Television Under the Swastika (First Run Features, 1999)

dvd_swastika.jpgTelevision Under the Swastika is a fascinating look at those early broadcasts, as well as an examination of their social impact.

 

 

 

 

 

 

Long before television made Ernie Kovacs and Edward R. Murrow regular guests in American living rooms, another nation was producing regular broadcasts with a mix of entertainment, news and educational programming which would not be unfamiliar today.

That nation? Nazi Germany, which began television broadcasts in 1935 and continued them until autumn 1944. Because most programs aired live, this chapter of history was assumed to be lost to the world. Recently, however, researchers discovered 285 reels of film used in German television broadcasts from 1935 to 1944, stored in the Berlin Federal Film Archive. These supply much of the content for Television Under the Swastika, a 52-minute program produced for German television and now released on DVD with English voiceover.

Television Under the Swastika is a fascinating look at those early broadcasts, as well as an examination of their social impact.
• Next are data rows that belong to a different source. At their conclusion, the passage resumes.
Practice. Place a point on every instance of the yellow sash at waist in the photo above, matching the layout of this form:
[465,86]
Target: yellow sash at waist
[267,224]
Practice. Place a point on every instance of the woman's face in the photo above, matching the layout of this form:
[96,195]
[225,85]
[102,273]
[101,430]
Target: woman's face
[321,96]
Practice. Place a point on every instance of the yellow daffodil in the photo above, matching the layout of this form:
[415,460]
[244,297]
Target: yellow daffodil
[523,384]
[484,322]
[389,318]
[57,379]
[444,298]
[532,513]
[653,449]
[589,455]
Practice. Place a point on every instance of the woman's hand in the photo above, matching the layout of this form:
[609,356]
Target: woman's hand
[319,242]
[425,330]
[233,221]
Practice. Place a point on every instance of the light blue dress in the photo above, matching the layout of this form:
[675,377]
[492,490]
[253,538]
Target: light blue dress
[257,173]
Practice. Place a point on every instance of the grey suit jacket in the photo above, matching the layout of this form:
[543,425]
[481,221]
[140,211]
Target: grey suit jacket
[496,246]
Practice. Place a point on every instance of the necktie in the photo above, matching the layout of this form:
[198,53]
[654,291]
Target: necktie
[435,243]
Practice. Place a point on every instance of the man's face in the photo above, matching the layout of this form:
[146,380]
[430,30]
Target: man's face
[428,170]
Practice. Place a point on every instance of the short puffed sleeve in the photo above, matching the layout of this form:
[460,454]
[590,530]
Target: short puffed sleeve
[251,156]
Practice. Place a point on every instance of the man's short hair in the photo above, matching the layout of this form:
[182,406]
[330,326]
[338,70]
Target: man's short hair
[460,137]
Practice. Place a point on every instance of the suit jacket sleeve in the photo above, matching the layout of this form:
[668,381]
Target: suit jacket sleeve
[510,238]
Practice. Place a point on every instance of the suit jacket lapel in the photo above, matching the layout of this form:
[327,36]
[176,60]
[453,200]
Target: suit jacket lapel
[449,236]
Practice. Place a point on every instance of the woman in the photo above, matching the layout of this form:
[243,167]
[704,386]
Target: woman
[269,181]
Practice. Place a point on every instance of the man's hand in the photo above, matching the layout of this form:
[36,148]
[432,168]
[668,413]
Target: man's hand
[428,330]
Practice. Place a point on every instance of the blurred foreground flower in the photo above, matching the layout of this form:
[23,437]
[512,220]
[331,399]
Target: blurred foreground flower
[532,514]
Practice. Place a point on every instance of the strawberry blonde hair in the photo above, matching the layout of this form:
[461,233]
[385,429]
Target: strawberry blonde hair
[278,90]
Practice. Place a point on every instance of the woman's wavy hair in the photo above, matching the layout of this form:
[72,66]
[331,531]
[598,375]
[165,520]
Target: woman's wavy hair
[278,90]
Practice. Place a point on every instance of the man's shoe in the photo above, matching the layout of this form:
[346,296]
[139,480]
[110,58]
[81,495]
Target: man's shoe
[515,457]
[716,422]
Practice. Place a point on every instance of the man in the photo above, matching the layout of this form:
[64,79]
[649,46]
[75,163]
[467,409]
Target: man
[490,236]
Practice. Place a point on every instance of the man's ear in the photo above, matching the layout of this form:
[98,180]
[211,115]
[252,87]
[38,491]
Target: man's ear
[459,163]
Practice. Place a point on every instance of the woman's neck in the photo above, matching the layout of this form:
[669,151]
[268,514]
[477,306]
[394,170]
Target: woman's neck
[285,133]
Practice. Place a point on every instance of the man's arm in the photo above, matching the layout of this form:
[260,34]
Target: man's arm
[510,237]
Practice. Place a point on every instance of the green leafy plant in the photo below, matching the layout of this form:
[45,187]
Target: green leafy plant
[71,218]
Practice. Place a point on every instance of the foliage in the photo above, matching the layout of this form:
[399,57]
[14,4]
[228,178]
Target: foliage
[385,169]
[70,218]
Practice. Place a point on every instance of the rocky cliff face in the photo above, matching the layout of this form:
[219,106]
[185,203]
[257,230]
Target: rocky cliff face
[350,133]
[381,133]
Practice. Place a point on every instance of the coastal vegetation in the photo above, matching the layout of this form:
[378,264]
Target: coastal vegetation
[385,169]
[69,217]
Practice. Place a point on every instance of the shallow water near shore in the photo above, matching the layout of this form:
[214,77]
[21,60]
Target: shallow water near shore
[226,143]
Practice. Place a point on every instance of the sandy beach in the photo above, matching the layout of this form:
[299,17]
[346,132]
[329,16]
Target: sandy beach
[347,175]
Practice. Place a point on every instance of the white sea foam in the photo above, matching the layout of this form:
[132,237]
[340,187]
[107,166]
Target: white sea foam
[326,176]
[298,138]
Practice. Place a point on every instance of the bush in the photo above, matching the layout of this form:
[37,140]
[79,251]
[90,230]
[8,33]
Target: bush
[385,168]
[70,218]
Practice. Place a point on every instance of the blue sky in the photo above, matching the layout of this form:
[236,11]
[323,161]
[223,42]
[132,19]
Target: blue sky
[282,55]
Television was not an immediate hit: the Nazi government discounted the usefulness of television as a propaganda tool, in part because so few people owned television sets. Most watched broadcasts in public viewing parlors, and the initial quality of the viewing experience left much to be desired. The medium didn’t really catch on with the public until the 1936 Berlin Olympics, which were broadcast on film with only one minute’s delay.
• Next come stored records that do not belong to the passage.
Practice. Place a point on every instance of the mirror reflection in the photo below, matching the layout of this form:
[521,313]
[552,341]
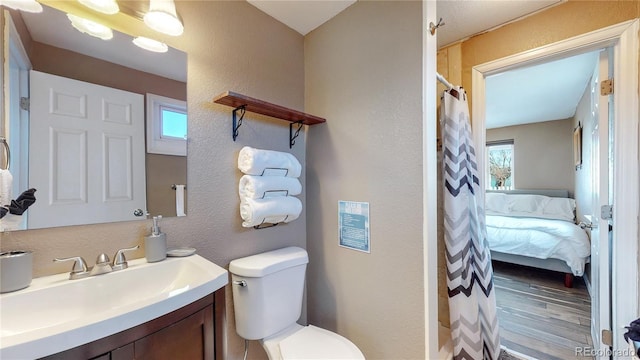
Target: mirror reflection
[102,136]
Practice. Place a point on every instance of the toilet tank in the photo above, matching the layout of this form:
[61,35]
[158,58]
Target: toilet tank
[271,300]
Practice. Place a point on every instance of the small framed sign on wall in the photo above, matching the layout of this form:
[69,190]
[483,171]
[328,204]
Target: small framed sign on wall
[353,225]
[577,146]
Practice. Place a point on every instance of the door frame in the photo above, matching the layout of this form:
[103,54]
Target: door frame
[623,38]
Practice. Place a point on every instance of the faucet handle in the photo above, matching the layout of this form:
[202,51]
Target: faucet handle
[119,261]
[102,259]
[79,270]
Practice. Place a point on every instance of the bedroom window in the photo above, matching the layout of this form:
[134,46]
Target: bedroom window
[500,161]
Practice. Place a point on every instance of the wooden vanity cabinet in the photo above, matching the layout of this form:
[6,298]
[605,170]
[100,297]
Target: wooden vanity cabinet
[191,332]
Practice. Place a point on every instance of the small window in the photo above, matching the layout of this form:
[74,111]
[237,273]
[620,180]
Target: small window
[500,165]
[166,125]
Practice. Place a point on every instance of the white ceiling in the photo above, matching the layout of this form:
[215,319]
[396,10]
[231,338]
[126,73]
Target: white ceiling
[54,28]
[545,92]
[540,93]
[551,92]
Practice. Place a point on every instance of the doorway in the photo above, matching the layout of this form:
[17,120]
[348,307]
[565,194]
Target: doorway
[624,42]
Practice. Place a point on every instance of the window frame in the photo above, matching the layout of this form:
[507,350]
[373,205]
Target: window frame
[156,143]
[496,145]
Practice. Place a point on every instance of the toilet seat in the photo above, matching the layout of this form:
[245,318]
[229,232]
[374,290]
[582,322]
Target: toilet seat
[310,342]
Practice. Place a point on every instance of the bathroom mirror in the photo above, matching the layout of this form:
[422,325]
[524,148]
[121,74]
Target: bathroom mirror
[54,47]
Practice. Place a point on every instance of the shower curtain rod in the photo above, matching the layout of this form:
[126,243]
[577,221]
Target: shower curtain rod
[444,81]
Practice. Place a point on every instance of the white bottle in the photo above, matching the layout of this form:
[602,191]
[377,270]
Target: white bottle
[155,244]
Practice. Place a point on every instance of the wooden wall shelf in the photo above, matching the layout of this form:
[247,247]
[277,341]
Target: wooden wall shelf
[242,103]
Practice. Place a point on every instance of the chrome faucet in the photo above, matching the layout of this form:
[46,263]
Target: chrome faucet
[79,269]
[119,261]
[102,265]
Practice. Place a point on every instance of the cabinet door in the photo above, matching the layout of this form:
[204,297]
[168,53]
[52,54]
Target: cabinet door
[188,339]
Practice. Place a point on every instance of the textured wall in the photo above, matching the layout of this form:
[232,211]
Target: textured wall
[231,46]
[543,154]
[363,73]
[569,19]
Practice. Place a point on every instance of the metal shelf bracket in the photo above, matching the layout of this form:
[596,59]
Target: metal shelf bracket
[292,135]
[238,122]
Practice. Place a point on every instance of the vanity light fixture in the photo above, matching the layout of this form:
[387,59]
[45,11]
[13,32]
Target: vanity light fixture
[90,28]
[23,5]
[150,44]
[108,7]
[162,17]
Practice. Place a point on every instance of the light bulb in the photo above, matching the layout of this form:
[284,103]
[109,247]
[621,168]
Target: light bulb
[90,28]
[162,17]
[109,7]
[150,44]
[23,5]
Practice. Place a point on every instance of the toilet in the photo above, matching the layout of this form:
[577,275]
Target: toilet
[267,297]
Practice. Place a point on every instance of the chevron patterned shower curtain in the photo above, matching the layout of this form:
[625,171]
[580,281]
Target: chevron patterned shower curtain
[472,305]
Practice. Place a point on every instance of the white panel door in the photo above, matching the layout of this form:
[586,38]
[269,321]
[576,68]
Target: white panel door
[94,169]
[601,170]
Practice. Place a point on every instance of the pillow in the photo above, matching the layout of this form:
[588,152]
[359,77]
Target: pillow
[560,208]
[496,203]
[532,204]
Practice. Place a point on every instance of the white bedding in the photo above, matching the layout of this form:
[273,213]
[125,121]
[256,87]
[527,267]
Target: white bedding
[539,238]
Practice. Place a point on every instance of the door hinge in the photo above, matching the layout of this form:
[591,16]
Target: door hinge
[24,103]
[606,87]
[607,337]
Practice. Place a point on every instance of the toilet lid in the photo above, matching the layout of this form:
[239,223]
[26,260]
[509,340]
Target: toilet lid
[313,342]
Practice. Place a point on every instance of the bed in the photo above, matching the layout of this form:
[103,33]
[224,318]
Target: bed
[536,228]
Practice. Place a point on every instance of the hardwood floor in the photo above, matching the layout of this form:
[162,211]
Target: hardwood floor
[538,316]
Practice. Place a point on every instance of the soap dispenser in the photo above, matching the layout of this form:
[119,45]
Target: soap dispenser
[155,244]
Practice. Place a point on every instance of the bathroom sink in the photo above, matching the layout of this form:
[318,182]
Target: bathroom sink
[56,314]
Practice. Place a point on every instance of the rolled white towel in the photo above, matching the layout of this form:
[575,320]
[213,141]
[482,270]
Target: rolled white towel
[271,210]
[253,161]
[257,187]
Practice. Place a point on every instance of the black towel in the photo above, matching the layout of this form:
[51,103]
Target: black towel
[22,203]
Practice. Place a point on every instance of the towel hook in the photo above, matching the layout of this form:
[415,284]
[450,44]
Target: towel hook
[5,145]
[433,28]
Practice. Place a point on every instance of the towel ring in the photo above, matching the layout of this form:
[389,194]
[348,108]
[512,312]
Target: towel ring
[5,145]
In fear of losing their jobs after war was declared in 1939, television executives promoted the idea that television was an ideal source of entertainment for the troops. To this end, they produced a combination of light entertainment (including the expected scantily clad female dancers) and morale-boosting plays and documentaries. Today these efforts are a source of grim humor: What other response is possible to clips from the military documentary Frohsinn und Wille (Cheerfulness and Will), which displays amputees hopping around an obstacle course to improve their fitness so they may be returned to active duty, perhaps to get the other leg shot off?

The vintage footage included in Television Under the Swastika is priceless, as are the interviews with some of the principals from this era of broadcasting. The film falls short, however, in terms of providing context and identifying the clips provided. A commentary track or detailed historical notes would make this DVD a much more satisfying experience; the only extras on the disc are a biography of director Michael Kloft and trailers from other films about the war.

To take just one example, there is a brief clip from 1936 of an unidentified variety-show host who appears to be speaking in code about dissidents imprisoned in concentration camps. Speaking in a smirking, menacing manner, he reports that "so-called foreign foreign-exchange musicians" have been sent to "concert camps" where they will be "taught to sing for their supper" until "they’ve learned to change their tune and play along." The general tenor of this broadcast is clear, but I’d like to know who the speaker is, the exact date of the broadcast, and what historical event or events he is referring to.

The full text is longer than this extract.